J’ai dit que c’était un poète. Il y a des êtres qui le sont toute leur vie par leurs impressions et par leurs rêves. On ne l’a jamais su, parce qu’ils ne peuvent pas l’exprimer. Il y en a d’autres qui expriment et qui ne sentent pas. Jacques de Liéven sut exprimer sa nature, par conséquent être plus complet.

Dès la première jeunesse il était porté aux souvenirs. Les poètes sont justement ceux qui se souviennent d’une vie antérieure. Les baisers maternels dont il avait été sevré par l’internat représentèrent à son imagination l’amour perdu et par suite le regret d’amour. Il écrivait des lettres à sa mère où, entre deux demandes de gâteaux et d’argent, vibrait une émotion d’artiste à l’idée de la voir. Il eut au lycée des amis qu’il affectionna beaucoup et qui le trompèrent. Cela encore fut de l’amour perdu. Peu à peu son esprit fut peuple de fantômes doux et blonds comme lui. Les petits de sixième qui pleurent les lundis soir sur l’oreiller, sont à ce moment-là inconsciemment lyriques. Toujours à cause des mathématiques, on l’envoya dans des villes plus lointaines étudier avec des professeurs, avec des spécialistes pour les bourriques. Entre deux théorèmes il allait regarder le ciel profond, profond comme son cœur à lui. On le surprit deux fois avec Musset, et grand fut le scandale. Un externe complaisant lui apportait des fleurs…

Aussi, quand après les baccalauréats il fut libre, sa vie nouvelle devint un continu bonheur. Il continuait de plus belle à écrire, car maintenant, l’ambition lui venait, démesurée pour son âge. Il était avide d’espoir. Le jour de ses vingt ans sa mère lui permit de partir en voyage.
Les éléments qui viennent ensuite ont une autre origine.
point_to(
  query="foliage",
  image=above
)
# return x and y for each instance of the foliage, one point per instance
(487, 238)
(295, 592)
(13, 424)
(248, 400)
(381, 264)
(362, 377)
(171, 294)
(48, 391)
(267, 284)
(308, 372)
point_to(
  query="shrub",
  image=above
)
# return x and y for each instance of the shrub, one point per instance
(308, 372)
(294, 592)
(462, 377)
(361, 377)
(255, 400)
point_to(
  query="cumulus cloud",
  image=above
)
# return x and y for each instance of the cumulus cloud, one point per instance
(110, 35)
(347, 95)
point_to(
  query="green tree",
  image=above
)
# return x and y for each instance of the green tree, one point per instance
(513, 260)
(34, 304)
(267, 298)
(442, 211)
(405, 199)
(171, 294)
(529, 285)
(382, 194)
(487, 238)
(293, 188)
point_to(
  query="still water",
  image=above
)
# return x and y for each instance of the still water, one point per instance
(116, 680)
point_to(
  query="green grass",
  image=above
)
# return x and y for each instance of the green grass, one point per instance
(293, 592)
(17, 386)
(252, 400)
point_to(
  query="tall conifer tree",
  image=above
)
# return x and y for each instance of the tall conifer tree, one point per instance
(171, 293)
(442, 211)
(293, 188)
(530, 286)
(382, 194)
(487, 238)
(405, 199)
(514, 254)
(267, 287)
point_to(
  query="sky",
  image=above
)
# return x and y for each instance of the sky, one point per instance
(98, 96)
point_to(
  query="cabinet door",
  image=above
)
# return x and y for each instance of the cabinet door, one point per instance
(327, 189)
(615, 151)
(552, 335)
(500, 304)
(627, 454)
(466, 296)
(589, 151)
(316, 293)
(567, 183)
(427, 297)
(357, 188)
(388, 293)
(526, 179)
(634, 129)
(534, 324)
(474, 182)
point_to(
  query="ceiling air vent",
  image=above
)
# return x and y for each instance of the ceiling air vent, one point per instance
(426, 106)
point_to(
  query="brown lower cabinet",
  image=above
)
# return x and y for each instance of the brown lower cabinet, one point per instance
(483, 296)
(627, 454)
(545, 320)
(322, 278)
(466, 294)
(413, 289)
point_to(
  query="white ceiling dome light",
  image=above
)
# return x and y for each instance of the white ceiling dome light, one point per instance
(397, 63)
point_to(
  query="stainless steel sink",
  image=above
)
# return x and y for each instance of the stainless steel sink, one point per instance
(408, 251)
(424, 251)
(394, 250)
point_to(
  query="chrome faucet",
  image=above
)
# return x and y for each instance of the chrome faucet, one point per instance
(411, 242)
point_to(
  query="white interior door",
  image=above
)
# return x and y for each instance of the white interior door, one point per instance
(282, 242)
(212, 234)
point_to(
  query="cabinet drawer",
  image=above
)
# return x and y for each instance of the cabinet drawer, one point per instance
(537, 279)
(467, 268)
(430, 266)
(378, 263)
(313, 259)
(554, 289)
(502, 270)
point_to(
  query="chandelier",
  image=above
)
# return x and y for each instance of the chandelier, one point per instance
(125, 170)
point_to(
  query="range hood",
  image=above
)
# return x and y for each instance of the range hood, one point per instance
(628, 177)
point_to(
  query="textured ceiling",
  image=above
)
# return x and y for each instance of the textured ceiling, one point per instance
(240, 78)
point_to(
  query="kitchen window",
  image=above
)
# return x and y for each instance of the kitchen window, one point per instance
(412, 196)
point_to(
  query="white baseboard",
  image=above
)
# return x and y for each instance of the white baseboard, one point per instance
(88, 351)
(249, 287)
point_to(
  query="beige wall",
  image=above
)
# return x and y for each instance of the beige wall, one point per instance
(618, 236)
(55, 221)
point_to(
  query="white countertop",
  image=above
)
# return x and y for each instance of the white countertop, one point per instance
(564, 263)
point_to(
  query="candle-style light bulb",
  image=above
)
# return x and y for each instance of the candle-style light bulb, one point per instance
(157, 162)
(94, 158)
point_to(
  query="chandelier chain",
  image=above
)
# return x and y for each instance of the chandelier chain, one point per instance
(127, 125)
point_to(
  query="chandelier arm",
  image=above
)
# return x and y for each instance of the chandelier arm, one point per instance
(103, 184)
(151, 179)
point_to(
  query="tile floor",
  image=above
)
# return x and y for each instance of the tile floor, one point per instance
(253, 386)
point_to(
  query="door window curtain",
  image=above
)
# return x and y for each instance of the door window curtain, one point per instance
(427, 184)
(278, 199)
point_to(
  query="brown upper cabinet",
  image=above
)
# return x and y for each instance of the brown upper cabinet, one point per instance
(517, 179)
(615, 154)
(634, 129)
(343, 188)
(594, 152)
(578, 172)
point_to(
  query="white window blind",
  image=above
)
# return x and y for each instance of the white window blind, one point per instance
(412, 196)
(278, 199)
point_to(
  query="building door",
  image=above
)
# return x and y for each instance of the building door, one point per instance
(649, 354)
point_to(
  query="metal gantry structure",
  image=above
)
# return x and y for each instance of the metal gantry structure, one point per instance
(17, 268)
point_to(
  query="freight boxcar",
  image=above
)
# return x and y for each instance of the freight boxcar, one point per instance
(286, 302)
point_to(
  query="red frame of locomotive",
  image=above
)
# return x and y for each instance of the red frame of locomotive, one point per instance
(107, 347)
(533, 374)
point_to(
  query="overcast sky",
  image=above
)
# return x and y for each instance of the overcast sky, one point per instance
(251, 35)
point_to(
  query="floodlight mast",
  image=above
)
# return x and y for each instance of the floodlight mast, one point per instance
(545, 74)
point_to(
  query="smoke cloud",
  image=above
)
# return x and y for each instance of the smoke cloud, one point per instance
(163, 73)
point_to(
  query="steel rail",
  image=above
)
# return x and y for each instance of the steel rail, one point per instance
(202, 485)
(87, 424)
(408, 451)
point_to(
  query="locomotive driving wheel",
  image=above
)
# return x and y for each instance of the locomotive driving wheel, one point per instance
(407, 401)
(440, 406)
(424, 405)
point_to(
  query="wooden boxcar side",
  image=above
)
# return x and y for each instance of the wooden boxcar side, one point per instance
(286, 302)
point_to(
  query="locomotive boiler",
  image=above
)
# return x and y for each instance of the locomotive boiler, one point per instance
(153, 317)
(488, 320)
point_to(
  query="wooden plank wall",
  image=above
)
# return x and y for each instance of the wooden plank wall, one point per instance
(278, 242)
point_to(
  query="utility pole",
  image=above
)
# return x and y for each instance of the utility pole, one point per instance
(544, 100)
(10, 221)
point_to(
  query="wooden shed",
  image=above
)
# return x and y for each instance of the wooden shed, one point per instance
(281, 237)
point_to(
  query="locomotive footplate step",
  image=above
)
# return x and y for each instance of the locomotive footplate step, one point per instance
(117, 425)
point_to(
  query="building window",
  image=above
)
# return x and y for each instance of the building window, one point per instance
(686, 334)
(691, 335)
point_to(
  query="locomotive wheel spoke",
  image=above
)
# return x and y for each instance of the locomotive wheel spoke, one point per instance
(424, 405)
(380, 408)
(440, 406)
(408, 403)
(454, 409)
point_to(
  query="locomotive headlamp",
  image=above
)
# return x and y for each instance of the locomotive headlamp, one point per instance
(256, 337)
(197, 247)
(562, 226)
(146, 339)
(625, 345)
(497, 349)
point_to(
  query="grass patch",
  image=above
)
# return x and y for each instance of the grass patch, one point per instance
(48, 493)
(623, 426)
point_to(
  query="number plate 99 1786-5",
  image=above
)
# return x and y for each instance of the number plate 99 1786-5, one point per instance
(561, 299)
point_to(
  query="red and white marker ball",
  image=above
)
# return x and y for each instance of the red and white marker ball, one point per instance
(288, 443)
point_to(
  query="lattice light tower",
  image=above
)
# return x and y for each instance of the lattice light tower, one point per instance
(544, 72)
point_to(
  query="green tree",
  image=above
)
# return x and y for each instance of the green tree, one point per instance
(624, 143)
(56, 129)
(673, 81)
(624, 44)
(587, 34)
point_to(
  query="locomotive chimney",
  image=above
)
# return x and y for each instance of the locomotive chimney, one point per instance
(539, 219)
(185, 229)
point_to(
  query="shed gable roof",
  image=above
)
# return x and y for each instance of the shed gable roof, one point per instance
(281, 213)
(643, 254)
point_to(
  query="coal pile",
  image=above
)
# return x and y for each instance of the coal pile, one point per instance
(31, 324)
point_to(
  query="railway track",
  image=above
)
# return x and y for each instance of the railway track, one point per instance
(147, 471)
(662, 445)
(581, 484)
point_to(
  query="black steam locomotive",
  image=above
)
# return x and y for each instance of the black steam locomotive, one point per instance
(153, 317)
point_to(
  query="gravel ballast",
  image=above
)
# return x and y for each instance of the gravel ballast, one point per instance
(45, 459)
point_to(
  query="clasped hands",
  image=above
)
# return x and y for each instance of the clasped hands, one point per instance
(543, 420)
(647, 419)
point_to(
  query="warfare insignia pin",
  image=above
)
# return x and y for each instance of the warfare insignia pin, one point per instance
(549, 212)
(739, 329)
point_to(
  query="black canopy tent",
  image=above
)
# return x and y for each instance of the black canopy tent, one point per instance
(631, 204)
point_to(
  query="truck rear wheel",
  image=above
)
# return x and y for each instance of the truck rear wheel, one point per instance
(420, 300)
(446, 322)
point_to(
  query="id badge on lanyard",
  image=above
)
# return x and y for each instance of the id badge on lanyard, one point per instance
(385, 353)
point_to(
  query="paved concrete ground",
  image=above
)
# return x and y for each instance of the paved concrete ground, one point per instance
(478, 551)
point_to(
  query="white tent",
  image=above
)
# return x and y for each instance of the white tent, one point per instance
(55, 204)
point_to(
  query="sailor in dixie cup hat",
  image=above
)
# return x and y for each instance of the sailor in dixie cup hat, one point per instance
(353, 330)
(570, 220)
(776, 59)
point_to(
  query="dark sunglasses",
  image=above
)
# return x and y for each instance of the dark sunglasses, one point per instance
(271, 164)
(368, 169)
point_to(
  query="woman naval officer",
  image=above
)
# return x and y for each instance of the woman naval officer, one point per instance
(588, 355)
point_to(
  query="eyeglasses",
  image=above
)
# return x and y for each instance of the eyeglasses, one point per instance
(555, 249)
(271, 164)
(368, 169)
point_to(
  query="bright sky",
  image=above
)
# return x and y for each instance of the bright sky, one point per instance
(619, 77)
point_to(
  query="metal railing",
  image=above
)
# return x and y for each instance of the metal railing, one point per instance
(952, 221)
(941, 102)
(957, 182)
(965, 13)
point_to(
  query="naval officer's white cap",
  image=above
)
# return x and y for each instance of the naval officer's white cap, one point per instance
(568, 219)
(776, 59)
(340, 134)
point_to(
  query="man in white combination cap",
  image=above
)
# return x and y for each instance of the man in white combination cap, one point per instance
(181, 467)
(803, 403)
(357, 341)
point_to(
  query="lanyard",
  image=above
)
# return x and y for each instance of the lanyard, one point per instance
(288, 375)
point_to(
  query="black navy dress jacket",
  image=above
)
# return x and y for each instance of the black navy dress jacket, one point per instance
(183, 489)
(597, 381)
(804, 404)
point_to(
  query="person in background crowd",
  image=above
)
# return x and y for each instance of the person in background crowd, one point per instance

C’est alors qu’il vint à Venise, puis qu’il alla en Allemagne, en Russie et en Suède, — belliqueux d’enthousiasme, délicat d’émotion comme un enfant gâté.

Et c’était en reconnaissance de celle éprouvée tout à l’heure, plus exquise que les autres, face à face avec les nuits vénitiennes, que Jacques de Liéven s’était agenouillé.

Lorsqu’il s’éveilla le lendemain, la lagune était recouverte d’une brume légère qui faisait ressembler Venise à une perle cachée par du tulle. Le soleil d’octobre, pâle et blond, venait de se lever à peine. Les cloches avaient depuis longtemps dû se mettre en branle dans leurs nids de pierre. Leurs voix chantaient. Seuls les deux anges de Saint-Marc et de Saint-Georges, ouvraient leur vol d’or parmi ces teintes grises. Il s’habilla vite, ne donnant que de rares coups d’œil à la beauté de ce matin tranquille. Il descendit, suivit le quai des Esclavons jusqu’à la Piazzetta et là, fit signe à l’un des gondoliers.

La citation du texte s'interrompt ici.